Al temine di una mirata attività di indagine, in una nota piazza di spaccio di via Corinaldo, a San Basilio, i Carabinieri del Nucleo Operativo della Compagnia di Roma Montesacro hanno arrestato 4 pusher, tutti romani, di età compresa tra i 35 e 53 anni, tutte vecchie conoscenze dei militari per i precedenti penali, anche specifici, per detenzione ai fini di spaccio di sostanze stupefacenti.

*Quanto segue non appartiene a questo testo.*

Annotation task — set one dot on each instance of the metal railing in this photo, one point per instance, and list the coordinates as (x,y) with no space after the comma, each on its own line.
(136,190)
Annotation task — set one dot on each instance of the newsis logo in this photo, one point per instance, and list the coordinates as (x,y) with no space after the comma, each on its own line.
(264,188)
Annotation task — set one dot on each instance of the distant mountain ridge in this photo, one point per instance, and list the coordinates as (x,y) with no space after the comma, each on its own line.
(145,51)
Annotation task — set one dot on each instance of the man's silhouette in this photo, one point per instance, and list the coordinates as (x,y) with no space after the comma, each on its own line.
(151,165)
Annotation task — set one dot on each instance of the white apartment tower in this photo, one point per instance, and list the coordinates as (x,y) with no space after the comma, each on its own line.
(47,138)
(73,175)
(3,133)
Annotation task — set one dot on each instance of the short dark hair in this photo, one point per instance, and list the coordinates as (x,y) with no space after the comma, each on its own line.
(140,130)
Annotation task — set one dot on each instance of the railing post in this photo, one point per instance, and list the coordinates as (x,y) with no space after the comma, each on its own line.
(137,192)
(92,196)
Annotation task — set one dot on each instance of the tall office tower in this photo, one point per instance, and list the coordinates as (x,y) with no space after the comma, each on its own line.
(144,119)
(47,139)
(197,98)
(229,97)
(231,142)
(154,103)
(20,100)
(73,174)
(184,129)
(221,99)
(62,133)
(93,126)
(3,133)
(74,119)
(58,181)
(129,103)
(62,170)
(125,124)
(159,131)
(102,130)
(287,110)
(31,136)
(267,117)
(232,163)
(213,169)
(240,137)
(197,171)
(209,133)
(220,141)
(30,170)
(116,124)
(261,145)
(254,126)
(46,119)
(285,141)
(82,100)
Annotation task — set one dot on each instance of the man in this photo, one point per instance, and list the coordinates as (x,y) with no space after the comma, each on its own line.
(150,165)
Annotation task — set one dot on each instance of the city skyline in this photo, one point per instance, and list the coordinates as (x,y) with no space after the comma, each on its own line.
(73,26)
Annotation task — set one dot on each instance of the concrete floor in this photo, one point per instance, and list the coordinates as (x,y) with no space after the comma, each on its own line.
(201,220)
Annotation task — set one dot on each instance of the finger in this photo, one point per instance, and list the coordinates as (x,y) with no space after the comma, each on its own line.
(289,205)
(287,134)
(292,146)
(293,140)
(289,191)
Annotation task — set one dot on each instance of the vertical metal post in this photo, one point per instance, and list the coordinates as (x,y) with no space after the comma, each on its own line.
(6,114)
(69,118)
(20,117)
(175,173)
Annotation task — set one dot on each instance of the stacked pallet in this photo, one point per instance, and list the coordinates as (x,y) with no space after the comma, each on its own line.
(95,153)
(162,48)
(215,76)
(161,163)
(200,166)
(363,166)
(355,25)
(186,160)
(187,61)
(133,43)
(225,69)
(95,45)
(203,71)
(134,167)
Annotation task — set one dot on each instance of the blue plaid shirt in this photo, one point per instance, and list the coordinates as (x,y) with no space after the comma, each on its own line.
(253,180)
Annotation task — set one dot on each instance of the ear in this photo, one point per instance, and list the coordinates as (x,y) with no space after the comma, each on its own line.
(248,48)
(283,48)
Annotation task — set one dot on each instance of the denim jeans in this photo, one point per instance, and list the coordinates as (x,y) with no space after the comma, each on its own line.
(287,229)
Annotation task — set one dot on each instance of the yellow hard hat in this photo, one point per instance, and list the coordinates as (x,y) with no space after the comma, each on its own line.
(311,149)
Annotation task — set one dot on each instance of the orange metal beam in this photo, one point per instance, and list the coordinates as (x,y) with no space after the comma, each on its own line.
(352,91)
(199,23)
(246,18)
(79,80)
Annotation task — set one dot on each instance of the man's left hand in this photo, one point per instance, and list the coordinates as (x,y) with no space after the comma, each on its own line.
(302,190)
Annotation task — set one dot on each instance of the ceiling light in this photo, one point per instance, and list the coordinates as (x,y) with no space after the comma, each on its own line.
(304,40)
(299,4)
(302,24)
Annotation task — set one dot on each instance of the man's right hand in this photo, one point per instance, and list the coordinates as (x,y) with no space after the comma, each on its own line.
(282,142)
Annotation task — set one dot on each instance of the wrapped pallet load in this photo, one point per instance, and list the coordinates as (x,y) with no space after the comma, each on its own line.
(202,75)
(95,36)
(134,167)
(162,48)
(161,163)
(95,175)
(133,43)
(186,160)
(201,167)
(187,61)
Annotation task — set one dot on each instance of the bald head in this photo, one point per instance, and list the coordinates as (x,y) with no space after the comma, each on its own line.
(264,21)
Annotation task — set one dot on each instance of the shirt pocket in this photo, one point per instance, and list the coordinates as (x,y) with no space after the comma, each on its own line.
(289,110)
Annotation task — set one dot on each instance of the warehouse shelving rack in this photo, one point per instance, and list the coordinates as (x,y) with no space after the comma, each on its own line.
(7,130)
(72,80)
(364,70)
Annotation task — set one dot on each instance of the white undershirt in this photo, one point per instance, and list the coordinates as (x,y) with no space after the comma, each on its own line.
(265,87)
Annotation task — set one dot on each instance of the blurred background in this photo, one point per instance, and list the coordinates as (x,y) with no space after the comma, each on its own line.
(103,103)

I militari appostati in punti nevralgici a ridosso della nota piazza di spaccio in via Corinlado, hanno potuto ricostruire, seguendo i movimenti dei 4 pusher, i ruoli di ognuno di loro e il modus operandi. Nel corso dell’attività di osservazione sono stati notati i primi 3 passare a setaccio l’area di spaccio, praticamente bonificarla, per verificare la presenza di persone “sospette”, vale a dire forze dell’ordine. Successivamente il quarto pusher, quello che materialmente cedeva le dosi, dopo essersi appostato nei pressi di un braciere, ha acceso il fuoco all’interno di un grosso fusto con della carbonella e una bottiglia di liquido infiammabile, poi ha atteso il via libera delle sentinelle/vedette per iniziare l’attività di spaccio. Una bottiglia con il liquido infiammabile, appoggiata a fianco del bidone, serviva per alimentare le fiamme e bruciare più velocemente la droga, nell’eventualità fossero arrivate le “guardie”. Quindi una volta ricevuto l’ok in codice “a posto”, da parte delle sentinelle, sono stati fatti avvicinare i primi acquirenti per l’inizio delle attività di spaccio. La droga era stata preventivamente nascosta in un buco ricavato nel terreno del giardino condominiale e poi coperto da una pianta. Pochi minuti dopo le vedette, allertate dal passaggio di un’auto sospetta, hanno avvisato il quarto complice che ha immediatamente gettato nel braciere le dosi che custodiva nelle tasche e con la bottiglia ha alimentato le fiamme. Ad allarme rientrato, l’attività di spaccio è ripartita a pieno regime.
A questo punto i militari sono potuti entrare in azione e in maniera coordinata sono riusciti a bloccarli tutti e quattro. Al pusher che materialmente cedeva la droga i militari hanno sequestrato circa 70 grammi di cocaina e 420 euro in contanti, provento della pregressa attività di spaccio.
Dopo il blitz i 4 sono stati accompagnati in caserma e trattenuti in attesa del rito direttissimo. Durante l’udienza di convalida, l’Autorità Giudiziaria visti i precedenti e i pregressi reati dei 4 ha contestualmente emesso nei loro confronti la misura della custodia cautelare in carcere dove si trovano tuttora.